レティクル座妄想
レティクル座行超特急 |
蜘蛛の糸 |
ハッピーアイスクリーム |
香菜、頭をよくしてあげよう |
さらば桃子 |
ノゾミ・カナエ・タマエ |
愛のためいき |
ワダチ |
ノゾミのなくならない世界 |
パリ・恋の都 |
レティクル座の花園 |
飼い犬が手を噛むので |
今回、紹介するのは筋肉少女帯の最高傑作(個人的に)であるレティクル座妄想です。
なぜ、最高傑作かというと大槻ケンヂの作り上げる文学的世界が全編で徹底されており、日本のバンドの中ではこれ以上とない最強面子のメンバーがそれを完璧に再現しているから。

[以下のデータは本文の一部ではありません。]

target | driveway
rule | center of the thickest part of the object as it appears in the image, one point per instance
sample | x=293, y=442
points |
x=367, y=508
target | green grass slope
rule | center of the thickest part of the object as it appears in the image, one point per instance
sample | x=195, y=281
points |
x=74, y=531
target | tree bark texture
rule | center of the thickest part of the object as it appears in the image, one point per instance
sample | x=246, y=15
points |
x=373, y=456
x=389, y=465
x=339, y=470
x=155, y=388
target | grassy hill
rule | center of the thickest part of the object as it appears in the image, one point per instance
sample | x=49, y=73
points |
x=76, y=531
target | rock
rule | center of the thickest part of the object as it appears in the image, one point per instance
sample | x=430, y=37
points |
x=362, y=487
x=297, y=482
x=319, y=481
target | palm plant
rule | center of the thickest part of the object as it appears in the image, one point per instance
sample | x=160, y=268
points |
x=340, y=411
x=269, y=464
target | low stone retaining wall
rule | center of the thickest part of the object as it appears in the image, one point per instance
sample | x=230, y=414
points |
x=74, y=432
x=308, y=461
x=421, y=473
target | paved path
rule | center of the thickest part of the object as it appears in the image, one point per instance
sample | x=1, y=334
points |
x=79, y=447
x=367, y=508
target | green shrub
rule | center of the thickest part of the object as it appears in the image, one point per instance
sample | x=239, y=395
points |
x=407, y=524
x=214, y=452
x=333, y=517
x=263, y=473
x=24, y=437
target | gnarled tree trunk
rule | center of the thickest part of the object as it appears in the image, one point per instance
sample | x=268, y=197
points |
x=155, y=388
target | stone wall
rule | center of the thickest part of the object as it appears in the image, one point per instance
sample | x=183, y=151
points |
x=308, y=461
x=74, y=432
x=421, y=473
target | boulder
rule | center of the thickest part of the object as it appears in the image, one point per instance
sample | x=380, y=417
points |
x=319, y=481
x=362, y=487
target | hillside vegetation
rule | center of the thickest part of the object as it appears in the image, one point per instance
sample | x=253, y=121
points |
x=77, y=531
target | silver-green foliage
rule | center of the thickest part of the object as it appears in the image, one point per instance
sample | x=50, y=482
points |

さらにストーリーは表面上見えてこない、曲一曲、一曲にそれぞれテーマがあり、それを聴いていくうちに全体が見えてくるのです。

さらにもう一つ、橘高文彦の素晴らしい技がギターソロをとわず全編で炸裂しており、しかもそれが曲を壊すどころか、重要な聴き所になっているという点で本当にこのアルバムの橘高は素晴らしい。
先に聴き所を挙げておくと、蜘蛛の糸のイントロにおける、速弾きの重ね、香菜、頭をよくしてあげようにおけるギターオーケストレーション、さらば桃子のブリッジで聴ける低音域から高音域に上がっていく重ねのブリッジミュートコントロール、愛のためいきの中間部、ノゾミのなくならない世界全編で聴ける重ねののギターによるバッキングと三段スウィープによるギターソロ、レティクル座の花園における、ブライアンメイを彷彿させるギターソロにオーケストラ、橘高のプレイはもの凄いのでギターキッズも聴く価値がありますよ。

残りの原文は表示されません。